In [None]:
!pip install tabulate sklearn 

# Naive Bayes Classifier

This notebook will introduce you the basics of Naive Bayes Algorithm for classification tasks. It includes the following content:

- Brief overview of the Naive Bayes (NB) Classifier
- An example exercise of performing inference with NB


## What is a classifier?

A classifier is a machine learning model that is used to discriminate different objects based on certain features. Given sample data $X$, a classifier predicts the class $y$ it belongs to.

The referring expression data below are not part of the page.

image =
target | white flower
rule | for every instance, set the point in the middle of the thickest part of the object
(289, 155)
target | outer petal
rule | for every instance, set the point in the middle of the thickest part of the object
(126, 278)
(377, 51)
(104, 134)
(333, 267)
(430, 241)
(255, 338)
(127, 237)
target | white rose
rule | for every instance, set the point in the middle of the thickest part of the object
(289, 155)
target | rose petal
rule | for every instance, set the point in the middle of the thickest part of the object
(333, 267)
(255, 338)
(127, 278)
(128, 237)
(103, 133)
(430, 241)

## What is Naive Bayes Classifier?

A Naive Bayes classifier is a probabilistic machine learning model for classification task. It is based on Bayes theorem and imposes a strong assumption on feature independence.

## Bayes Theorem

$$ P(A \mid B) = \frac{P(B \mid A) \, P(A)}{P(B)} $$

We can compute the probability of event A happening, given the fact that event B has occurred. Event B is the evidence and event A is the hypothesis. The assumption made by Naive Bayes is that the features are independent, i.e. the presence of one feature does not affect the other. Therefore it is called naive.

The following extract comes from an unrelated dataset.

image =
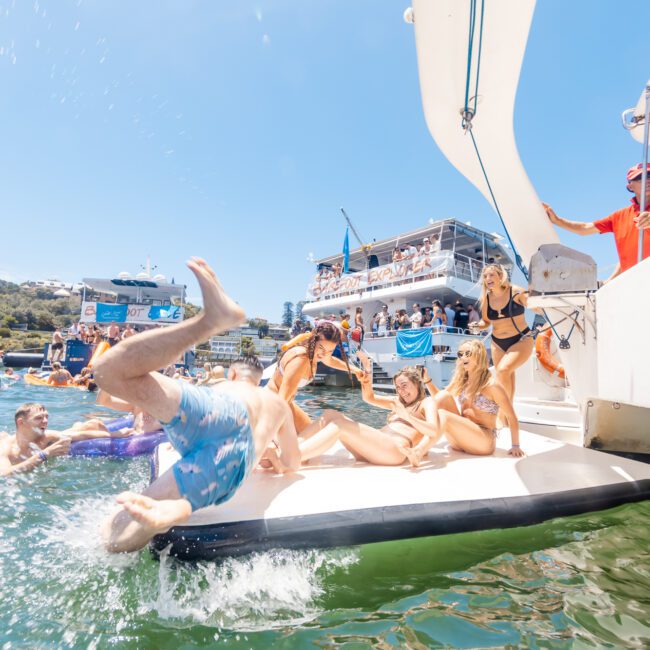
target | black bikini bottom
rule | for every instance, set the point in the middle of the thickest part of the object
(508, 342)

Under the context of classification tasks, given the observation $X$, the classifier casts prediction on the class $y$. It can also be rewritten (with $y$ and $X$ replacing $A$ and $B$) as

$$ P(y \mid X) = \frac{P(X \mid y) \, P(y)}{P(X)} $$

The formula consists of four components:

- $
P(y \mid X) :
\:$ The posterior probability, which is the probability of class $y$ given the observation $X$

- $
P(y) :
\:$ The Prior probability, which is the prior probability (initial belief) of class $y$

- $
P(X \mid y) :
\:$The Likelihood, which is the probability of obsevation $X$ given class $y$.

- $
P(X) :
\:$The Evidence, which is the probability of obsevation $X$.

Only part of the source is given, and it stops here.